Откладывание правдивости, говорит Секст, сопровождается приятным состоянием; человек живет без беспокойства; он не горячится по поводу какого-либо мнения; он не испытывает ни беспокойства, ни нетерпения по отношению к добру; он не боится зла, потому что не знает, являются ли вещи, которых он требует или которые нас беспокоят, действительно добром или злом. — Такое состояние умеренности в отношении чувств скептики называют невозмутимостью (metriopathy, hypotypos. Пиррон. I. c. 12.

53

Sextus Empiricus, Hypotypos, Pyrrhon. I. c. 12.

54

Бесстрастие. Если это апатия, отсутствие всяких чувств, то она лежит за пределами скептицизма, и скептик старается не утверждать ничего такого, что противоречило бы человеческой природе. В его власти только его чувства, и он не дает им разрастаться до чрезмерной силы, умозрительно отрицая объективную природу ощущаемого объекта. (см. примечание 36)

55

Преимущество скептицизма в том, что он прививает совершенную терпимость. Конечно, было бы большим преимуществом, если бы скептики хотя бы обладали склонностью к отношению, которого все желают в других, но так мало готовы принять для себя.

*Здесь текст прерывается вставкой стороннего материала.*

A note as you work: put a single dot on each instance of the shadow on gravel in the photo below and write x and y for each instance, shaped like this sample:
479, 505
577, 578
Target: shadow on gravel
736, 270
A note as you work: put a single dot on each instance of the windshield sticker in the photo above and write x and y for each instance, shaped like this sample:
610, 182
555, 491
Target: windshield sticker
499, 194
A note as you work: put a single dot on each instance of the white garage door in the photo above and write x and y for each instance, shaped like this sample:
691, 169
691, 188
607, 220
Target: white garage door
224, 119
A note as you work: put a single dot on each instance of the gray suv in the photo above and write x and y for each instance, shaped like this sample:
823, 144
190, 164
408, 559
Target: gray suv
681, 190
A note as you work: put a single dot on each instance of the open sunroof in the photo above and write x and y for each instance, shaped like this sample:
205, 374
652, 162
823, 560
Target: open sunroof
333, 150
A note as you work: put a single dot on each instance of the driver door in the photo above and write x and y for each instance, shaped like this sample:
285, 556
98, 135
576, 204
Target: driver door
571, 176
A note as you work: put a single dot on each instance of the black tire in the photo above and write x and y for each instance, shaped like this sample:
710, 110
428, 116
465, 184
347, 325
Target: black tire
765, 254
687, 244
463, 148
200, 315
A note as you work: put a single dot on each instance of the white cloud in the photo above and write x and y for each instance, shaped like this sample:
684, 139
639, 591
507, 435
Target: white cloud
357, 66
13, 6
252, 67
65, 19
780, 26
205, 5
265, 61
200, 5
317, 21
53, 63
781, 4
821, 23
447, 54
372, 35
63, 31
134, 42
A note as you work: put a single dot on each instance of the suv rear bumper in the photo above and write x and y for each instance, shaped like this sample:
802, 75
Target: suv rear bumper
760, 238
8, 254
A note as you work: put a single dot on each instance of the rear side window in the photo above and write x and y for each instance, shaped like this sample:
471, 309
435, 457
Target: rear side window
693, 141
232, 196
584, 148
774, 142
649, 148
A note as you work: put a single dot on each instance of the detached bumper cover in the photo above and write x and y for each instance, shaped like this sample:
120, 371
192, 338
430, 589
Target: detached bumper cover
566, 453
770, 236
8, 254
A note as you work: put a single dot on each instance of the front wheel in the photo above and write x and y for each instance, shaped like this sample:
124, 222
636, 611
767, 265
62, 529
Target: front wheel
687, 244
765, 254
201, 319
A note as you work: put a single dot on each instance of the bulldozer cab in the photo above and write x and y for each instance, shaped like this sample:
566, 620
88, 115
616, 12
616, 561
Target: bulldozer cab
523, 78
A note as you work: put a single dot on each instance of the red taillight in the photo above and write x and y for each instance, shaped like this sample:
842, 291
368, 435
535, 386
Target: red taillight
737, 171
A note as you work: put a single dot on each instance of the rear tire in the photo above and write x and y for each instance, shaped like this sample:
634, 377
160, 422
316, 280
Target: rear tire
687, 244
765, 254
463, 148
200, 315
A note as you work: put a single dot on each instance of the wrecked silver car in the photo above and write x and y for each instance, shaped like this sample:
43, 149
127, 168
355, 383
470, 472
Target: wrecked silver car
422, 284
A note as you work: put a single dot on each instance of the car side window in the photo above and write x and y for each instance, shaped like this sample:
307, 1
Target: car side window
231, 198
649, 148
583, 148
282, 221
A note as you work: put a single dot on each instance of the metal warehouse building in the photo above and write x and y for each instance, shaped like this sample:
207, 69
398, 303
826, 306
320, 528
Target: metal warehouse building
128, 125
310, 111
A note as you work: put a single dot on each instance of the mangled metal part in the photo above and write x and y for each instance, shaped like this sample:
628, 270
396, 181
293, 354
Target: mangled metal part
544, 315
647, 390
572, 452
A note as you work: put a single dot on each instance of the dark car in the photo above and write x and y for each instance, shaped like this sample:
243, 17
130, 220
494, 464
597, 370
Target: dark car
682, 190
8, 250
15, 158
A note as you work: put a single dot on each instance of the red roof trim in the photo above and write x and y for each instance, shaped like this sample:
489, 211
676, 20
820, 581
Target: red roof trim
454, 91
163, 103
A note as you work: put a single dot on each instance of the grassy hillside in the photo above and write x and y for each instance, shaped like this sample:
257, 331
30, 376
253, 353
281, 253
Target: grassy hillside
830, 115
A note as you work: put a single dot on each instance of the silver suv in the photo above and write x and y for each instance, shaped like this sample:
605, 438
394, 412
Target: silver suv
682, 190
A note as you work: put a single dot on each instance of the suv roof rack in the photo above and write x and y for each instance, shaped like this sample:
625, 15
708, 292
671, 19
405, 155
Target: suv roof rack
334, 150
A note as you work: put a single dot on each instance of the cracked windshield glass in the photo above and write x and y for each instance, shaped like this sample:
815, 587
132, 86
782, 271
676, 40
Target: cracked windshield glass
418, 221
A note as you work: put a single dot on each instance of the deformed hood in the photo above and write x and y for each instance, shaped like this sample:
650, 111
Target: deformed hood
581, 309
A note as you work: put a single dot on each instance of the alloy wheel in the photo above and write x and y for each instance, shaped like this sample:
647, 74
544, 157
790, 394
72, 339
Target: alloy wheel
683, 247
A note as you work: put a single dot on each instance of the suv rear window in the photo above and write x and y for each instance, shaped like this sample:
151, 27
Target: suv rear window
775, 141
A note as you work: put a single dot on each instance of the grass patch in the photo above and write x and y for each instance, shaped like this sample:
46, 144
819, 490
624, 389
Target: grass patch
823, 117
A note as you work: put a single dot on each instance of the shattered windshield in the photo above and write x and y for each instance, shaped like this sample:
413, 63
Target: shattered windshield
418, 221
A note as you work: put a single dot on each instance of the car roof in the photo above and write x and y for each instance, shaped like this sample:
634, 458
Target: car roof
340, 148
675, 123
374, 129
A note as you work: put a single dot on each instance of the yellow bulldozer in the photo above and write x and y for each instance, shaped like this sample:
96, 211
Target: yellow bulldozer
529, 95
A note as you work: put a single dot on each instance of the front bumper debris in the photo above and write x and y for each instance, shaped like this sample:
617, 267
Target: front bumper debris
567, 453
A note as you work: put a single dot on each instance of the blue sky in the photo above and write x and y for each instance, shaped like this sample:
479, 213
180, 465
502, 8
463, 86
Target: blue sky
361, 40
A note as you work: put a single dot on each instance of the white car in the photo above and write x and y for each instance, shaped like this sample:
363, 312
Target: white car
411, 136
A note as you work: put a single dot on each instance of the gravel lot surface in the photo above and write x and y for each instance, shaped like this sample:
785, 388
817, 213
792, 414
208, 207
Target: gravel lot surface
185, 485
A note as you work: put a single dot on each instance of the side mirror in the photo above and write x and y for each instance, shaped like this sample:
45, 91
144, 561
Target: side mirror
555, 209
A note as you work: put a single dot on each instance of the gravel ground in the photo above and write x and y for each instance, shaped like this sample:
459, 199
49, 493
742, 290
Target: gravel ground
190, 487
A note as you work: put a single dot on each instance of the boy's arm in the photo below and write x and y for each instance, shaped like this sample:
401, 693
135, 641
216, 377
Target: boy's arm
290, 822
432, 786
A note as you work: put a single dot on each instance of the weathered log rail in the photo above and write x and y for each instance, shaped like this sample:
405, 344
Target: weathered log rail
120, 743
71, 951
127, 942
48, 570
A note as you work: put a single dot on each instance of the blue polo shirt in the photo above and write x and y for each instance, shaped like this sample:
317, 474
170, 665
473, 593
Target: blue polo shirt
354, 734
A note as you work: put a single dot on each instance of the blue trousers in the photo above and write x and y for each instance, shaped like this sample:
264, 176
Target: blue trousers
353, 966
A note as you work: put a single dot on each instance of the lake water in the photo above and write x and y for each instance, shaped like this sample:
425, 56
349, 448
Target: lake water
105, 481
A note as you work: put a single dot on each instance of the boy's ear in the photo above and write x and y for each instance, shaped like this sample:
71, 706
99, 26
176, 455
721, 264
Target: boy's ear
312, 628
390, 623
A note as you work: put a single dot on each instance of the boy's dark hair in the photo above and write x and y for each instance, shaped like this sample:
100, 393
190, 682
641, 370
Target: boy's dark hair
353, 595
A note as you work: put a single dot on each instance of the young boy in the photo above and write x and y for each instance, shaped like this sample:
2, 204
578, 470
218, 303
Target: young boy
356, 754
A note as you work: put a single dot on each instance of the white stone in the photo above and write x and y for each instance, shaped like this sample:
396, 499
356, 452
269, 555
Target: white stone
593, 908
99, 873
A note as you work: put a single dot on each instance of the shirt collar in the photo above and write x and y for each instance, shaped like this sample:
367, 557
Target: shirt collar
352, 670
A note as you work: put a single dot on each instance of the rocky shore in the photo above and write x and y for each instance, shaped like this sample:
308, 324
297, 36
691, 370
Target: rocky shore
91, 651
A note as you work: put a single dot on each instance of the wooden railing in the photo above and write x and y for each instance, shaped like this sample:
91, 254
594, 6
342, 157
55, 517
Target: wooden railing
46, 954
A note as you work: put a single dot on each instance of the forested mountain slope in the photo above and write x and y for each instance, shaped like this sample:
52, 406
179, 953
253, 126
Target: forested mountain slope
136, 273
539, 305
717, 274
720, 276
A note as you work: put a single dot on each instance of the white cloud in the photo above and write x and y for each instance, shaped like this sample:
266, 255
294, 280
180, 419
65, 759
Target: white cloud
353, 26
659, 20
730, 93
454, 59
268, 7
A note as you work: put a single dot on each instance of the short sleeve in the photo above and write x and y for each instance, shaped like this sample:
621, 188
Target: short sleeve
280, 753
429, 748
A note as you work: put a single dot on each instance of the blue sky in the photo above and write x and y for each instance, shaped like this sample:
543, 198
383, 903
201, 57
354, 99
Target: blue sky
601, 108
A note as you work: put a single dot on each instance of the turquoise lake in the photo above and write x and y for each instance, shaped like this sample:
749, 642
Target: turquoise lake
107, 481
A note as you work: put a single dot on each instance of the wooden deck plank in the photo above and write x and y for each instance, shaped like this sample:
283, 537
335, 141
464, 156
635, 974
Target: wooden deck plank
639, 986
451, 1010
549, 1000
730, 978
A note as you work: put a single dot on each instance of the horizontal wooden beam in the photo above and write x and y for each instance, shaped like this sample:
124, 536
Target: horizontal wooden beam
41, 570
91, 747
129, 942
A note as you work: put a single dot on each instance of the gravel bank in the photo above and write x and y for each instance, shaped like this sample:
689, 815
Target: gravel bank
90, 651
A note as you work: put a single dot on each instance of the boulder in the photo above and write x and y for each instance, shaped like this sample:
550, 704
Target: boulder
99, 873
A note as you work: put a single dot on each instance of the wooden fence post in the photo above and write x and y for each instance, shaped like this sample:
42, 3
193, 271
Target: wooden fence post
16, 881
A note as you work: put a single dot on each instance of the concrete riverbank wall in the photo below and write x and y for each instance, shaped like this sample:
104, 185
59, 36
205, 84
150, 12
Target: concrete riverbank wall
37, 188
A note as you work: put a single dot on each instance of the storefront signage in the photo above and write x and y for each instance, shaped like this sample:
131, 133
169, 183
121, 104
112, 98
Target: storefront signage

Истинная терпимость, однако, заключается не в полном безразличии к истине и заблуждению, а лишь в том, чтобы не распространять суждения о мнениях на людей и сохранять виноватое уважение к тем, кто исповедует мнения, противоположные нашим собственным, если они делают это искренне. Поэтому истинный принцип терпимости заключается в чувстве уважения и справедливости к существам своего рода, в искреннем уважении к правам и независимости разума. В этом отношении ничто не может быть более отвратительным для терпимости, чем глубокое презрение, которое абсолютный скептицизм внушает ко всем человеческим мнениям без исключения. Если нетерпимость проявляется лишь в том, что человек противоречит ошибочному суждению, то в какой нетерпимости не повинен скептицизм, налагающий запрет на все произведения разума? Сознание собственной убежденности заставляет разумного человека с уважением относиться к убеждениям другого. В общем, страсти более нетерпимы, чем системы.

56

Даже Бэйль, Dictionnaire, Art. Pyrrhon.